The onset also tends to differ. VT often begins abruptly, while idioventricular rhythm typically emerges gradually, with the ventricular rate slowly overtaking the fading sinus rate. On the ECG strip, you may see a smooth transition from sinus beats to the wider ventricular complexes rather than a sudden switch. If you’re looking at a monitor and see wide complexes but the rate is calm and steady, idioventricular rhythm is the more likely explanation.

What It Feels Like

Many people with idioventricular rhythm, particularly the accelerated form, feel little or nothing unusual. Because AIVR often maintains a rate between 60 and 100, blood pressure and circulation can remain adequate, and the rhythm goes unnoticed.

When the rate is slower (the classic form under 60 bpm), symptoms are more likely. Low cardiac output at those rates can cause lightheadedness, fatigue, or near-fainting episodes. Research from the American Heart Association documented that patients with persistent forms of this arrhythmia developed shortness of breath during exertion and, in some cases, reduced heart pumping efficiency over time. The most frequently reported symptom is palpitations, the sensation of an irregular or unusually forceful heartbeat. In rarer cases, the rate can become inappropriately fast, leading to more serious symptoms including fainting spells.

When It Matters and When It Doesn’t

Context determines whether idioventricular rhythm is concerning. AIVR appearing after a heart attack procedure is often treated as a benign reperfusion sign. It typically resolves on its own within minutes to hours as the heart’s normal conduction system recovers. No specific treatment is needed in most of these cases, and trying to suppress it can actually be harmful by eliminating the heart’s backup rhythm without a normal one ready to take over.

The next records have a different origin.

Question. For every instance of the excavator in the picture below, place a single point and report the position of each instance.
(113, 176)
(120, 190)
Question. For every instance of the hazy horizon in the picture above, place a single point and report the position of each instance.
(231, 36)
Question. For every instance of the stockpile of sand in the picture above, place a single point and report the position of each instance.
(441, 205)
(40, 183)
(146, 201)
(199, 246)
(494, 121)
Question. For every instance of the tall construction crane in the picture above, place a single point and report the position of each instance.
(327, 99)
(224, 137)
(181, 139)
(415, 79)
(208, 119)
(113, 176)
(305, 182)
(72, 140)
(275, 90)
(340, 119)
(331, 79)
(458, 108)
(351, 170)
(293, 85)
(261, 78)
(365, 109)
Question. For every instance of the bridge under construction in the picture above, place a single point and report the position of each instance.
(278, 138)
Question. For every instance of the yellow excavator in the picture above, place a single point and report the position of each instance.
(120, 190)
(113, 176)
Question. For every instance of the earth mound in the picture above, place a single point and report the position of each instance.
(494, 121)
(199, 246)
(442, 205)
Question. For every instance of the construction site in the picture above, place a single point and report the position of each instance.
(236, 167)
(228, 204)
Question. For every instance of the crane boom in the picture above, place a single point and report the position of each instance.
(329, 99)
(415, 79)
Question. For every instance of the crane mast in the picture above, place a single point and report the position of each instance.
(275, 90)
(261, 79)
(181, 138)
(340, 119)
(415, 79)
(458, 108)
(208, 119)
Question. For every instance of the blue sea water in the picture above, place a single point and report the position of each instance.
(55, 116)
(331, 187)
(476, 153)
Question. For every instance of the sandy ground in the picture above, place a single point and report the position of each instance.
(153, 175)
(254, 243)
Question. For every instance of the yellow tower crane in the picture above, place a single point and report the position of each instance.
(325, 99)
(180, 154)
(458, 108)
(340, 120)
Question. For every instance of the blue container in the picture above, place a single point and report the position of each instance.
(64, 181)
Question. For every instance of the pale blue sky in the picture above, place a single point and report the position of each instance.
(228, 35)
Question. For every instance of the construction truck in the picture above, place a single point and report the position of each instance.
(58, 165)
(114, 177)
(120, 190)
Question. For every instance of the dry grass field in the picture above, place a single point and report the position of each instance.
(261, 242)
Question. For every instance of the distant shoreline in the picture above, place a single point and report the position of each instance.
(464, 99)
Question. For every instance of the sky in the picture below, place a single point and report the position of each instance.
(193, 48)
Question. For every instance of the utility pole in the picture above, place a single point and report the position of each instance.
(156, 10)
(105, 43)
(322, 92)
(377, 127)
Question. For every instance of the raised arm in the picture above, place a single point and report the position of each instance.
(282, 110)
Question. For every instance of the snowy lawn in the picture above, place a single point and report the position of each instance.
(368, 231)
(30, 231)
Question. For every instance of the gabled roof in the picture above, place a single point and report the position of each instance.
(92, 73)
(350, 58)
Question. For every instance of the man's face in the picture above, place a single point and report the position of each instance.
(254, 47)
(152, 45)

The slower form, below 60 bpm, is a different situation. A heart rate in the 20 to 40 range may not pump enough blood to maintain consciousness or organ function. In these cases, the goal is to restore a faster, more reliable rhythm, either by addressing the underlying cause (correcting an electrolyte problem, reversing a drug effect) or by supporting the heart rate with temporary pacing. The idioventricular rhythm itself isn’t the disease; it’s the heart’s attempt to compensate for something else going wrong.

If you’re reviewing an ECG strip and see wide, regular QRS complexes at a slow to moderate rate with no consistent P-wave activity, you’re looking at an idioventricular rhythm. The width of the complexes tells you the signal is coming from the ventricle, the rate tells you whether it’s the classic or accelerated form, and the clinical setting tells you whether it’s a reassuring sign or a red flag.